Grupo radical Estado Islâmico continua a executar pessoas

Grupo radical Estado Islâmico continua a executar pessoas

O grupo radical Estado Islâmico continua a executar pessoas de minorias religiosas e étnicas, mas também sunitas -- do seu ramo do Islão -- que não aceitam jurar-lhes lealdade, informou a ONU.

"Estamos a receber cada vez mais informações sobre ataques sistemáticos contra indivíduos sunitas que se recusam a declarar-lhes a sua lealdade", disse a porta-voz do Alto Comissariado das Nações Unidas para os Direitos Humanos, Ravina Shamdasani.

Acrescem crimes contra grupos étnicos e religiosos não sunitas, nomeadamente assassínios, sequestros, destruição de propriedades e de locais de significado cultural e religioso.

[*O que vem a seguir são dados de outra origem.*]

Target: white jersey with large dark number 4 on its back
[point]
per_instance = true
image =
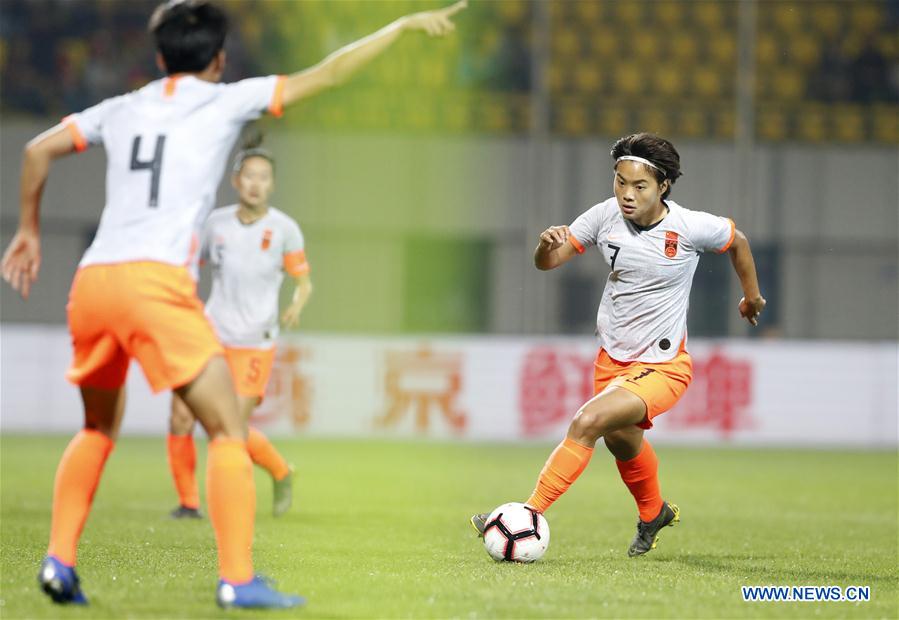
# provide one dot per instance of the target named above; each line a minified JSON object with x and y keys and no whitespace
{"x":166,"y":148}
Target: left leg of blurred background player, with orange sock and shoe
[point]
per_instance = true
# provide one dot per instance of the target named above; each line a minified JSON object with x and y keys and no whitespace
{"x":182,"y":455}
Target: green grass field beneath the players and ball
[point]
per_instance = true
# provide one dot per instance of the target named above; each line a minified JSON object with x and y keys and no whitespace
{"x":381,"y":530}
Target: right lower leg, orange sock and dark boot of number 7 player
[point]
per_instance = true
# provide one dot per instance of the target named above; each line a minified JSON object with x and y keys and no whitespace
{"x":638,"y":467}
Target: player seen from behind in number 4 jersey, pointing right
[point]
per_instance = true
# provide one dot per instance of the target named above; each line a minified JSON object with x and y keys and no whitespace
{"x":134,"y":296}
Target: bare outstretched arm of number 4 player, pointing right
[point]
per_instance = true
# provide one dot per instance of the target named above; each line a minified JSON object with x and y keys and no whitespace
{"x":339,"y":66}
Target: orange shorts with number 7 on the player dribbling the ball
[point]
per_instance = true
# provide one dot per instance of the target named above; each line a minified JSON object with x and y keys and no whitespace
{"x":659,"y":385}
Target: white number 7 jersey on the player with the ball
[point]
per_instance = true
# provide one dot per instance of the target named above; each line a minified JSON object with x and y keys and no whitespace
{"x":643,"y":312}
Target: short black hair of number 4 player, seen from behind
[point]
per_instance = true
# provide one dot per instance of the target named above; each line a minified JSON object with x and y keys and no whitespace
{"x":188,"y":34}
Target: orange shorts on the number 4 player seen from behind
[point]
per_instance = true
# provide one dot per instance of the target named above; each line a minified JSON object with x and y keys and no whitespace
{"x":145,"y":310}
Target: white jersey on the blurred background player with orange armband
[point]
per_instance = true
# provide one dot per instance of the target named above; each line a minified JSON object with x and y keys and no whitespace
{"x":248,"y":265}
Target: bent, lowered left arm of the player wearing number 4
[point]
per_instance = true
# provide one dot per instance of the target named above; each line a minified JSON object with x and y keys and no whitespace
{"x":22,"y":259}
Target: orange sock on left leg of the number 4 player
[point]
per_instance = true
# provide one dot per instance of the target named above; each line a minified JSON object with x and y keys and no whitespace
{"x":77,"y":477}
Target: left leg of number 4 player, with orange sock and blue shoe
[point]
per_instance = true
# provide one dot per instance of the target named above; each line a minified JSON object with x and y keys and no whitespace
{"x":77,"y":477}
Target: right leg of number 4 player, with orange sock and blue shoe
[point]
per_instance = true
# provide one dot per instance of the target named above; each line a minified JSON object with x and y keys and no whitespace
{"x":231,"y":495}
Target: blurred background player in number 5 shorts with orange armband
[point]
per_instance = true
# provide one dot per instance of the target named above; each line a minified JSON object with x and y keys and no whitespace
{"x":250,"y":246}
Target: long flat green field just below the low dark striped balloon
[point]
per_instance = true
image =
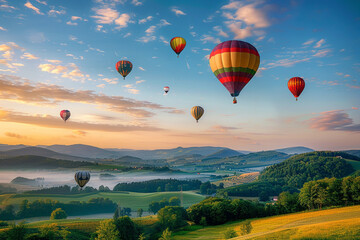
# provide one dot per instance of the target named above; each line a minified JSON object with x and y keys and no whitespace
{"x":125,"y":199}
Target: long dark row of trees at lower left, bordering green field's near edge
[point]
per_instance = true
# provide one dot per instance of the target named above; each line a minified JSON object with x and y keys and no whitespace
{"x":40,"y":208}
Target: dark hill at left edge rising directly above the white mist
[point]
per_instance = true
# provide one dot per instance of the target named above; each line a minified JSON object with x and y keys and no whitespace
{"x":38,"y":162}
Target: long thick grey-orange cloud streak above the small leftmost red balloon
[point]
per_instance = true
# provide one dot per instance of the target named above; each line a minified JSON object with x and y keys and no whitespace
{"x":17,"y":89}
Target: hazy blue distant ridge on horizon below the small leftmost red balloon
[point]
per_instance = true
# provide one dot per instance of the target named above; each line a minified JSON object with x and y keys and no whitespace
{"x":84,"y":151}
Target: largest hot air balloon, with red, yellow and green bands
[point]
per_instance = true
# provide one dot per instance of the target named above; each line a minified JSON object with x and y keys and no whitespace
{"x":234,"y":63}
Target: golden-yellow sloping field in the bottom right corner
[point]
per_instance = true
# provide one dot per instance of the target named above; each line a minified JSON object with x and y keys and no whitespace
{"x":339,"y":223}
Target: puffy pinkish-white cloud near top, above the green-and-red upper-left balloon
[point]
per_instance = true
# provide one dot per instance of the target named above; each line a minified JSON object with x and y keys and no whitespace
{"x":111,"y":16}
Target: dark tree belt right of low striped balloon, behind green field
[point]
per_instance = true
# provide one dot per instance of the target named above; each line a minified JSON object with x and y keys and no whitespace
{"x":159,"y":185}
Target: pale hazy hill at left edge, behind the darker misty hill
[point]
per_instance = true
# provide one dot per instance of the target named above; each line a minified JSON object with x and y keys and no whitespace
{"x":37,"y":151}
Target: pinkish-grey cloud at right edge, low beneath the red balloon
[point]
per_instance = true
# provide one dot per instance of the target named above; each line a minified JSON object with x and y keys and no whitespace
{"x":336,"y":120}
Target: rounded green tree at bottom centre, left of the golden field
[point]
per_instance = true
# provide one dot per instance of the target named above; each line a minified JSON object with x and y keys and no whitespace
{"x":172,"y":217}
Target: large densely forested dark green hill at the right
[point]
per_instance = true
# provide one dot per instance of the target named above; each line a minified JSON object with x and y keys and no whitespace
{"x":297,"y":170}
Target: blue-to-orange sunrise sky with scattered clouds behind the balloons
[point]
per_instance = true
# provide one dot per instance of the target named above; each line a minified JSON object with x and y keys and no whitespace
{"x":61,"y":54}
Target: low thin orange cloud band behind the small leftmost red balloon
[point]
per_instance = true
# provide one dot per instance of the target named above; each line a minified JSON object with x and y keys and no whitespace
{"x":55,"y":122}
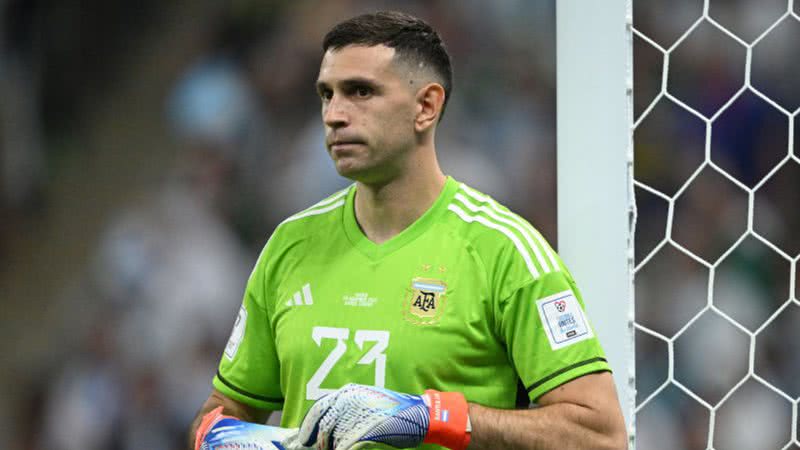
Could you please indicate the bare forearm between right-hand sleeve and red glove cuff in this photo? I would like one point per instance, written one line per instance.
(581, 414)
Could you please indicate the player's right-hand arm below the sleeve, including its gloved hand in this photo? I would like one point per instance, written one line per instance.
(582, 414)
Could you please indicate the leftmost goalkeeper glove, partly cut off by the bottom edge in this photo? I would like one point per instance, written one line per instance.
(218, 431)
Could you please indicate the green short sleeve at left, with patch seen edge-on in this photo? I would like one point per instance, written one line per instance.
(249, 370)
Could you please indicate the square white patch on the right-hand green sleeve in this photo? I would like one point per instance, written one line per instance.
(563, 320)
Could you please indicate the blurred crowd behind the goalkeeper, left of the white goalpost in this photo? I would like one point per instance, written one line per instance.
(154, 304)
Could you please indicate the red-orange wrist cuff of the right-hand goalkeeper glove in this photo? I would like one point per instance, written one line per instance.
(448, 420)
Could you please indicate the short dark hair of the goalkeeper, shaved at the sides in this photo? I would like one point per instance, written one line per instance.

As últimas denúncias foram relativas à execução no final de agosto de 14 idosos da minoria yazidi, após o assalto dos 'jihadistas' do Estado Islâmico a uma aldeia de Sinjar (província iraquiana de Ninive).

A ONU também tem dados sobre a execução recente de agentes das forças de segurança iraquianas e de duas dezenas de homens sunitas na província de Diyala.

A situação de violência no Iraque obrigou cerca de 1,8 milhões de pessoas a deixarem as suas casas desde janeiro.

Para continuar a ajudar a população, a ONU informou ter lançado uma nova petição para obter 315 milhões de dólares (243 milhões de euros).